# Atwood saugeye



## Wallyguy140 (Sep 8, 2018)

Does anyone ever catch any.sizable saugeye out of atwood we caught a bunch this weekend only one keeper r there.any.big ones in there


----------



## bountyhunter (Apr 28, 2004)

used to be , but I haven,t been there in about five years. [email protected]


----------



## Specwar (Sep 22, 2014)

Caught quite a few keepers up to 23” before the rains came and kept us off the lake for a few weeks. When I was back on the lake last week I found them but didn’t have time to fish long that day. Headed back to that spot Thursday and will post results here.


----------



## 1MoreKast (Mar 15, 2008)

Mid June I was visiting an old work friend out on his house boat. I brought my ultra light and a bucket of fatheads thinking maybe I’ll catch some crappies around the floating docks. Ended up taking the boat out for a nice cruise. Asked if he wouldn’t mind killing the motor so we could drift this giant living room down a 12’ contour I saw we were on top of (Navionics is the best). 

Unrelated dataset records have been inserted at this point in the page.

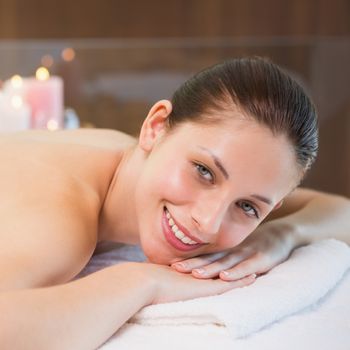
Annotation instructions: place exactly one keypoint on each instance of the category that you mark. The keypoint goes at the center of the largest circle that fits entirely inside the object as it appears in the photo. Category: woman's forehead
(248, 152)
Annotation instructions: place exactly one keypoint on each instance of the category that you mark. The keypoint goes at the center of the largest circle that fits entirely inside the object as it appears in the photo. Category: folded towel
(301, 281)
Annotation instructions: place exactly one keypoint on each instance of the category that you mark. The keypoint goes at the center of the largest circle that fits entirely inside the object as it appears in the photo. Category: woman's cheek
(233, 236)
(177, 186)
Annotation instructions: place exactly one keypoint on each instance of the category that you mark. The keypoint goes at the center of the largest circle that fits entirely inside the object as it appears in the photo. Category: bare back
(52, 187)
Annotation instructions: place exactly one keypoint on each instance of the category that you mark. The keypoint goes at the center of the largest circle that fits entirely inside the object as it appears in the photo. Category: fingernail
(200, 271)
(180, 265)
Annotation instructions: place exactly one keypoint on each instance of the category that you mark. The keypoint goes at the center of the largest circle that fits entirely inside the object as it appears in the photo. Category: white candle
(14, 114)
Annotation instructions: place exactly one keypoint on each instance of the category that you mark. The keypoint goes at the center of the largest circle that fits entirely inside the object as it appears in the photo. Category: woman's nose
(208, 216)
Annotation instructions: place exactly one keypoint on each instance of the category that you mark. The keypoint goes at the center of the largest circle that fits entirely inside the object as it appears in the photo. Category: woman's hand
(269, 245)
(169, 285)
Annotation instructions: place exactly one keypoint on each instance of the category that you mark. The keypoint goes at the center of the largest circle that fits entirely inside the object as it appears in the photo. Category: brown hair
(261, 89)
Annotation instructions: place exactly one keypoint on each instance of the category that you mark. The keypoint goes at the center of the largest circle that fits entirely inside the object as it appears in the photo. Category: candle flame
(47, 61)
(17, 101)
(68, 54)
(16, 81)
(42, 74)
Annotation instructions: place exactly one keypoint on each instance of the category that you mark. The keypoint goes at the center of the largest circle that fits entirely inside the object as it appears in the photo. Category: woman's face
(205, 188)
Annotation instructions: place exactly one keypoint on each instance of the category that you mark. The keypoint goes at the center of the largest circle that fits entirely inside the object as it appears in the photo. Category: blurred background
(117, 57)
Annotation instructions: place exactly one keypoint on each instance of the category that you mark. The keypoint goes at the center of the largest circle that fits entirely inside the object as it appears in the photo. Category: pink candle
(44, 94)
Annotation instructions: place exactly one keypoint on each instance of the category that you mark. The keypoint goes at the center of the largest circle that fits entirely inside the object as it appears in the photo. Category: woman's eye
(204, 172)
(249, 209)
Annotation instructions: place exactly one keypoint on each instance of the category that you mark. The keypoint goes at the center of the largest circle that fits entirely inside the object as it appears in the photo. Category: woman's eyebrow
(217, 162)
(262, 199)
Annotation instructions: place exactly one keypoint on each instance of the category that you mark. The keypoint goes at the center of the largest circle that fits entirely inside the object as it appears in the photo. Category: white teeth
(178, 233)
(186, 240)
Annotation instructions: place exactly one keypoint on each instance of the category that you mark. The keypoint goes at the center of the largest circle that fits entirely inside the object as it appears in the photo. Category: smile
(175, 235)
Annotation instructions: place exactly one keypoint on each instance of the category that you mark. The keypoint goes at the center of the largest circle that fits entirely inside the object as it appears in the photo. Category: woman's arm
(305, 217)
(84, 313)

Wouldn’t you know that 7’ ultra light St. Croix was doubled over the railing in no time. 17” eye. Next drop, wham...nice keeper perch. I hooked up Ol’ Jim with his Zebco and tied on a 1/4oz jig and minnow. HE was hooked up! We hit that same drift in his big houseboat for hours until we ran out of minnows. What a blast. Kept a good basket of fish. We did sort thru a lot of shorts but we did end up with 3 eyes. Two 16s and a 17. Several crappies and a dandy perch. I’ll never forget that day.


----------



## Trapperebeck (Feb 28, 2019)

Fish early in the spring !


----------